Sandrine Expilly, membre de l’agence Signatures, dresse le portrait de la vallée de Romanche, en Isère, de ses paysages et de ceux qui habitent encore autour de la route départementale D1091. Après une exposition, ses photos font l’objet d’un magnifique livre à double entrée, VAL, édité chez Trans Photographic Press.
C’est dans le cadre du festival Paysage > Paysages et du projet National que Sandrine Expilly a amorcé son projet de livre VAL, l’histoire d’un territoire vécu et traversé, celui de la Romanche, en Isère. Un territoire qu’elle connaît que trop bien puisque la photographe est née à Grenoble, à quelques pas de la vallée. « La petite route de l’Oisans m’a vue grandir. De Vizille, nous l’empruntions pour rejoindre les très hautes montagnes du massif, allers-retours en voiture, brouillard tardif dans la vallée, parois rocheuses gigantesques, usines, rivière impétueuse, beauté des crêtes. Nous nous arrêtions rarement, peu de personnes s’arrêtent là », raconte Sandrine sur son site internet. « La traversée de la vallée ne laisse personne indifférent. Habitants, travailleurs, historiens, géologues, sportifs, anciens, enfants, adolescents ou personnes de passage : tous m’ont parlé de leur vallée », précise-t-elle. Un espace inédit pour qui veut réaliser une enquête de terrain approfondie.

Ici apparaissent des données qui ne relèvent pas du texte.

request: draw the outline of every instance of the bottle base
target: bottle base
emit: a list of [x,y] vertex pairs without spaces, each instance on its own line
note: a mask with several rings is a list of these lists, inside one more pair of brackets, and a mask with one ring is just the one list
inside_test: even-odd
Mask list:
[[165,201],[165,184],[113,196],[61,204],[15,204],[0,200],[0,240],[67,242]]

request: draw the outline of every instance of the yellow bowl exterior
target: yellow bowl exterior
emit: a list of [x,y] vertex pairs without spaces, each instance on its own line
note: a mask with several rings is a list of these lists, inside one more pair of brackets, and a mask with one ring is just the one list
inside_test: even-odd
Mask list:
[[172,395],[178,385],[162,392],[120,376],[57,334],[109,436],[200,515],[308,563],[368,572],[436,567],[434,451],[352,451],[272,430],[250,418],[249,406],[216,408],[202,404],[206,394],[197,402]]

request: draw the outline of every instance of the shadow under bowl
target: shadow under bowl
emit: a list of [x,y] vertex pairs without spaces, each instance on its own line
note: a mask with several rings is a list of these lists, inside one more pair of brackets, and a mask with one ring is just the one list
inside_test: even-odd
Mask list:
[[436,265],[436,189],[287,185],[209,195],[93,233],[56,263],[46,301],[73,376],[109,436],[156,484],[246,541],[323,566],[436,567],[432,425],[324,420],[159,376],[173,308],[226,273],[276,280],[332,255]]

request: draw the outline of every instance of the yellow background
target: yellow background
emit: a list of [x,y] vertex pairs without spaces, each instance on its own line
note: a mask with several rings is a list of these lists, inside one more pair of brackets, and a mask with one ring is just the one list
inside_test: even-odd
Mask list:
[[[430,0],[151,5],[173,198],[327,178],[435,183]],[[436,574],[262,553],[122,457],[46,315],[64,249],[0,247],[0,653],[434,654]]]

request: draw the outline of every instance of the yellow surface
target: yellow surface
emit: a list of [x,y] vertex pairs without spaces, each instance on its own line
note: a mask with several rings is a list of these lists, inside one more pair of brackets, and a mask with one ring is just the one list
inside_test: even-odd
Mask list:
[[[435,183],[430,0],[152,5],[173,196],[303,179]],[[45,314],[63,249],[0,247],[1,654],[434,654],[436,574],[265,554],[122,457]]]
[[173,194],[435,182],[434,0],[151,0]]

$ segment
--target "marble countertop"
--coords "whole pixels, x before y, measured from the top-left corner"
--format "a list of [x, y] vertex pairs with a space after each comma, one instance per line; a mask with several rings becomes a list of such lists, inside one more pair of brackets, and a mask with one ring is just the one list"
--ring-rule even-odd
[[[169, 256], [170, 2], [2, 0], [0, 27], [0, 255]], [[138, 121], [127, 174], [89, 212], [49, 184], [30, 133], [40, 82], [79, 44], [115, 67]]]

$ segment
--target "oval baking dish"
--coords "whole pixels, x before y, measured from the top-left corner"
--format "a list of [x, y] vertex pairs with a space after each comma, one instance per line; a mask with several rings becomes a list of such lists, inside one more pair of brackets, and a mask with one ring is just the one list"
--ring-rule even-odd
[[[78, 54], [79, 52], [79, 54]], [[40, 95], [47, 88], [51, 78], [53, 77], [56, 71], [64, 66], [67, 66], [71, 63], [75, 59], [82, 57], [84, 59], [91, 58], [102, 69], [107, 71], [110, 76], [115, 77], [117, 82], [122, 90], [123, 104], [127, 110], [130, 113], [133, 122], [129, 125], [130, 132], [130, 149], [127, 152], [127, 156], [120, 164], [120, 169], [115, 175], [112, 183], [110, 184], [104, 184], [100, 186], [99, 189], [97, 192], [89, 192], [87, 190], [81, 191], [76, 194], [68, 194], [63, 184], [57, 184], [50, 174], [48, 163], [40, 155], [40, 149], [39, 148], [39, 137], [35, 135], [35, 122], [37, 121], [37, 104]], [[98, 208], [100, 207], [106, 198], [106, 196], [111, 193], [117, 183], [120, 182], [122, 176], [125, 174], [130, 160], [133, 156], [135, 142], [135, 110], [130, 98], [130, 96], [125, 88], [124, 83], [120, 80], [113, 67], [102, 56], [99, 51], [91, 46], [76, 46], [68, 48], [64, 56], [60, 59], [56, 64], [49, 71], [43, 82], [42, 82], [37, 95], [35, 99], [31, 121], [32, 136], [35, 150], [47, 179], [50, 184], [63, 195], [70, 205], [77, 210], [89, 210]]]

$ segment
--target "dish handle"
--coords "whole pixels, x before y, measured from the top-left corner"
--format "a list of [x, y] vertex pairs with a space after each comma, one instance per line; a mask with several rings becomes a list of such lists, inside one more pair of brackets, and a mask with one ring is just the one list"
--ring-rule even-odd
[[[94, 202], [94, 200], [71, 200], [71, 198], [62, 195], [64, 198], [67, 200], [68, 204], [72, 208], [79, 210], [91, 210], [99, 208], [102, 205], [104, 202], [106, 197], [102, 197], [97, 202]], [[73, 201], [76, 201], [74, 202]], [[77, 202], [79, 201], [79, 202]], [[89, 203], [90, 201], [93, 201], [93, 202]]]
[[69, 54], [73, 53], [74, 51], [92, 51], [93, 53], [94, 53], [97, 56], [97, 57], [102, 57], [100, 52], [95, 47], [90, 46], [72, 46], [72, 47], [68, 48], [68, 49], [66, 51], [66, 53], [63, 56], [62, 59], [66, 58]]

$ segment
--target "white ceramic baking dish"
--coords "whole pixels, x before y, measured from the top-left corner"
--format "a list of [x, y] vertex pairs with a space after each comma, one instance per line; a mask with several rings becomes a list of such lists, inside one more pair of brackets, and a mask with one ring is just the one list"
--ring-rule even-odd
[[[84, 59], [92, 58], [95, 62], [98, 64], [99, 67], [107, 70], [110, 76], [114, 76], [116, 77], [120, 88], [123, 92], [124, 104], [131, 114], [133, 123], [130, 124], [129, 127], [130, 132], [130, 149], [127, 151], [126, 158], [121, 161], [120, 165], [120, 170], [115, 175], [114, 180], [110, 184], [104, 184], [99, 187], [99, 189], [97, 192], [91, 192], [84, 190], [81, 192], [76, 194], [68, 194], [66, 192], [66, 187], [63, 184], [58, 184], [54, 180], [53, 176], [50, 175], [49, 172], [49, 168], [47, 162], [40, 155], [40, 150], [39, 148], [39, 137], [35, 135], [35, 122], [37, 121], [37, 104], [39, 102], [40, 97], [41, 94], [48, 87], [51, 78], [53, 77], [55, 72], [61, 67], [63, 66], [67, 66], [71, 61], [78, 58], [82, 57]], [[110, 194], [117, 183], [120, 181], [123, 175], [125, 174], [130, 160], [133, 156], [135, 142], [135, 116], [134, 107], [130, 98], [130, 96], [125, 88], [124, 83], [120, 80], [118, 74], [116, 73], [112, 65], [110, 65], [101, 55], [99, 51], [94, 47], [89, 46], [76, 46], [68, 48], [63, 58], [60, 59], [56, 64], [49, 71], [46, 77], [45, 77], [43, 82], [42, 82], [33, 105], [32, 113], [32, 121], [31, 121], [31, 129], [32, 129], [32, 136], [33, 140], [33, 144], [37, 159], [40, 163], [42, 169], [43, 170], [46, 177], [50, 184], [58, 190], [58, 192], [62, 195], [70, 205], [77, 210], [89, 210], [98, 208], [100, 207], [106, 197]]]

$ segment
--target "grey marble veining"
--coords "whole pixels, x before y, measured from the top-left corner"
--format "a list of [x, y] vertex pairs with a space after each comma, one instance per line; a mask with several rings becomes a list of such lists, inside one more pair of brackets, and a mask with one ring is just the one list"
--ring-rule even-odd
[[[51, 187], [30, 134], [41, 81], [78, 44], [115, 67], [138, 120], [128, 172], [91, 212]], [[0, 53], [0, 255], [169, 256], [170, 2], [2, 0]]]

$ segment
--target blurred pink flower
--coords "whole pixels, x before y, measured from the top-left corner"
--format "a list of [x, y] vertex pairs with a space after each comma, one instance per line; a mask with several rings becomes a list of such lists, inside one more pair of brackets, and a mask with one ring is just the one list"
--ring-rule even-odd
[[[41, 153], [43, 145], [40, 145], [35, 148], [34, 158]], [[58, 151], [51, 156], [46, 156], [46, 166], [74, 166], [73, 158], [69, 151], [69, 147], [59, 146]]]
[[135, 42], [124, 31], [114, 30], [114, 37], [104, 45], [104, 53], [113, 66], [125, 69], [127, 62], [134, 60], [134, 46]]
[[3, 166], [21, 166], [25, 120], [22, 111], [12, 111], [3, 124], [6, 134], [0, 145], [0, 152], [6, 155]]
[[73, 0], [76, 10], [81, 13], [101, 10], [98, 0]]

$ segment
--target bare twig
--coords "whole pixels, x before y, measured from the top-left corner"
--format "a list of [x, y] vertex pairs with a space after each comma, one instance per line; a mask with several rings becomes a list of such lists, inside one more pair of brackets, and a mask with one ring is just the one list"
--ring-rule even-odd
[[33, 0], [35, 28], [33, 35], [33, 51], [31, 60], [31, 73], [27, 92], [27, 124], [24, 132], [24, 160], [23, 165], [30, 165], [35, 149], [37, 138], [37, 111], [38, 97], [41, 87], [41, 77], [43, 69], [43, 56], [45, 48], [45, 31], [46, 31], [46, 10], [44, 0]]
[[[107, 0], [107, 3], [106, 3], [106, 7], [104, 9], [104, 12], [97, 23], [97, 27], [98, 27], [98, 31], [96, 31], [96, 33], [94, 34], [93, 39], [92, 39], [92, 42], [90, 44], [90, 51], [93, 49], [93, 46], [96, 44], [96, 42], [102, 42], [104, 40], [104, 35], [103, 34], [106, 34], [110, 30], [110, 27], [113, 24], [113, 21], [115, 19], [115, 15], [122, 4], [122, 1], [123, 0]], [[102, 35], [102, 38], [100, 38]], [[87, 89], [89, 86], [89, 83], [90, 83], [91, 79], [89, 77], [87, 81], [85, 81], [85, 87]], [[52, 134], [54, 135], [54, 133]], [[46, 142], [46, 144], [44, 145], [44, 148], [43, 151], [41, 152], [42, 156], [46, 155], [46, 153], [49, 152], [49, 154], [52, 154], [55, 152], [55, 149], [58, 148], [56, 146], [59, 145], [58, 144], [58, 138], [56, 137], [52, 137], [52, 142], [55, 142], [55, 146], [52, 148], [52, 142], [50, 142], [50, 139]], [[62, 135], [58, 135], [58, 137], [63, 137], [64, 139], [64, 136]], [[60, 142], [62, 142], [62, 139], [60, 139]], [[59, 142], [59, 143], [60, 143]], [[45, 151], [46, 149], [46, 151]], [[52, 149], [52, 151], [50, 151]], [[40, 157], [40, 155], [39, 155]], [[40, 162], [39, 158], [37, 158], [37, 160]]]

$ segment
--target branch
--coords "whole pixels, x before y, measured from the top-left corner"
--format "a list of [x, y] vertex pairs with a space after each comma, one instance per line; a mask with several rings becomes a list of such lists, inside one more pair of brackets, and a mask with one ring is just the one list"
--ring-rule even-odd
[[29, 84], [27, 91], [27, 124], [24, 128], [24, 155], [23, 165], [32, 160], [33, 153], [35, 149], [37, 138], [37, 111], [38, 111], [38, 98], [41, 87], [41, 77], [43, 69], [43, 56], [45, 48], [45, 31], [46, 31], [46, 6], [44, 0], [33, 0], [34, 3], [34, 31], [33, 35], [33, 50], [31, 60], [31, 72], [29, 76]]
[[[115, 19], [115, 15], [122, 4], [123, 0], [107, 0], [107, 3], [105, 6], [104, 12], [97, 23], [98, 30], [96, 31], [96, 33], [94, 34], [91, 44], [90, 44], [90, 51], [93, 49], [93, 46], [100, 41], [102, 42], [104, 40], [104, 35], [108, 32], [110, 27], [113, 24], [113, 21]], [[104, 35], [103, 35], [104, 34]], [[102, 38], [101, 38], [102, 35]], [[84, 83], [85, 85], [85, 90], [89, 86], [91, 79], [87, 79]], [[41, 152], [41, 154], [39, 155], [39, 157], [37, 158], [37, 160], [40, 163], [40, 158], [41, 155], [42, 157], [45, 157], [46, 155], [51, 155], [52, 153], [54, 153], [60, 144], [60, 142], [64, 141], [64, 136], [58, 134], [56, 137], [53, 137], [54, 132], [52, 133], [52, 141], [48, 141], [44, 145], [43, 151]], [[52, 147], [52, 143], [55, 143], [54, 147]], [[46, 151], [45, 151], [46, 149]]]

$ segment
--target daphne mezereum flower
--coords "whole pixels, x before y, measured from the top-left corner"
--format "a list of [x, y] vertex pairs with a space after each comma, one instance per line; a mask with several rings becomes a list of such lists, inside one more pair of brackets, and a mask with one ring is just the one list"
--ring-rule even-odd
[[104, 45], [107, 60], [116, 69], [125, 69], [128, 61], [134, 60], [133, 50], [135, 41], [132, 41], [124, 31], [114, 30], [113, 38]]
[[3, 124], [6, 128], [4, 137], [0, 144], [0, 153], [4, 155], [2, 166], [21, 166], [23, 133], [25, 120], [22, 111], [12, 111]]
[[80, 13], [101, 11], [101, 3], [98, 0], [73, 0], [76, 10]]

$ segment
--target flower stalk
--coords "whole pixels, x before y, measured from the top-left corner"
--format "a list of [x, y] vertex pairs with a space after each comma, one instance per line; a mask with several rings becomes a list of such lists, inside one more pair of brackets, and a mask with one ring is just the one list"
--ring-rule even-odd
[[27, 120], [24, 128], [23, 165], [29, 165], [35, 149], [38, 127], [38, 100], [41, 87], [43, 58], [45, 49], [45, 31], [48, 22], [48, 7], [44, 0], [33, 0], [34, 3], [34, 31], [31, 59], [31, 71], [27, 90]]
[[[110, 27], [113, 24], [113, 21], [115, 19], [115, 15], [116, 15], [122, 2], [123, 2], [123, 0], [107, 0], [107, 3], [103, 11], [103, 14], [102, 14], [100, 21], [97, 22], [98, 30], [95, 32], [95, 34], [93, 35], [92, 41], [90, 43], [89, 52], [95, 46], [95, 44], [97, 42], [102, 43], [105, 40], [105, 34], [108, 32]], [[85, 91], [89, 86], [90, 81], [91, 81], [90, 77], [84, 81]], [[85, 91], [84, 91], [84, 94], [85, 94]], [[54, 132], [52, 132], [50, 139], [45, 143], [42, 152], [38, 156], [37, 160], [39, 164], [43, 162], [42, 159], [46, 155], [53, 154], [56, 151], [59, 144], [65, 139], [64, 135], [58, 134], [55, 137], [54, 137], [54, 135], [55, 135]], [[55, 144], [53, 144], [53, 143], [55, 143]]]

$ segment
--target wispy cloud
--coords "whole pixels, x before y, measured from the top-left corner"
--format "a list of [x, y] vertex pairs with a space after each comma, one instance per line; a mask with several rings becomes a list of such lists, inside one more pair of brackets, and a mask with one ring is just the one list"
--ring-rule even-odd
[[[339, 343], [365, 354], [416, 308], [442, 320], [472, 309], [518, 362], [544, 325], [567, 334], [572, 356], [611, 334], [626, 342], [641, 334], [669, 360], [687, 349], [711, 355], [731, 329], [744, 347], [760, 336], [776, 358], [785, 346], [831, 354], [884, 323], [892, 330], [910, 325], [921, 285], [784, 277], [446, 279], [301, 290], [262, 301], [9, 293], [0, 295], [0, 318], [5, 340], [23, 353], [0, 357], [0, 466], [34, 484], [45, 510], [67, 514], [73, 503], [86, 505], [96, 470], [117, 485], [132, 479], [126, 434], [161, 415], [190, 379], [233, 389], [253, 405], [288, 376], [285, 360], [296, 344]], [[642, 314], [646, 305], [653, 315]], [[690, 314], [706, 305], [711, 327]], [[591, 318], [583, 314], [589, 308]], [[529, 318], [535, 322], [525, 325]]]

Prendre le temps de regarder les gens et les choses
Vallée de la mort lente, c’est ainsi que Sandrine surnomme ce lieu de passage encadré par d’imposantes montagnes. Une réalité que l’on retrouve en feuilletant son ouvrage, car dans ses images, la roche sature l’espace et la lumière est écrasante. Si la vallée se caractérise par une « disparition de l’être humain », la photographe y documente ceux qui y habitent encore et ceux qui y passent.
On rencontre parmi eux Oleg Ivachkevitch, écrivain et vice-président de l’association Coutumes et traditions de l’Oisans. Né à Bourg-d’Oisans, ce dernier raconte l’arrivée de ses parents à Rioupéroux suite aux révolutions bolcheviques.
Rioupéroux, c’est aussi l’endroit où se pose Guillaume Bernard, surnommé « le Prophète », qui pratique le BASE jump (sport extrême qui consiste à sauter en parachute). Six cents sauts à son actif, il ne se lasse toujours pas de « la vue splendide sur les massifs du Vercors et du Taillefer, le mont Aiguille ». Celui qu’il préfère ? Lorsqu’il s’élance du rocher de l’Homme, sur le massif de Belledonne. « C’est comme un grand toboggan rocheux. Et le plus surprenant, c’est à l’atterrissage, quand on voit cette petite vallée au fond, étroite et austère ».
Autant de récits que l’on découvre à la fin de l’ouvrage, en guise de légendes. Car entre chaque double page où s’étale une magnifique photo de paysage de la Vallée, est intercalé un mini livret présentant les portraits de ces habitants. Il s’agit donc d’un livre à double entrée dévoilant les secrets de la vallée. Cette dernière ne laisse personne indifférent, entre « passion enflammée ou rejet total, il est bon de prendre le temps de regarder les gens et les choses », écrit Anne Cayol-Gerin, historienne et responsable du service du patrimoine culturelle du département de l’Isère, dans l’ouverture du livre. Un résumé pertinent de cette démarche astucieuse.
© Sandrine Expilly
Val, Trans Photographic Press, 25 €, 104 p.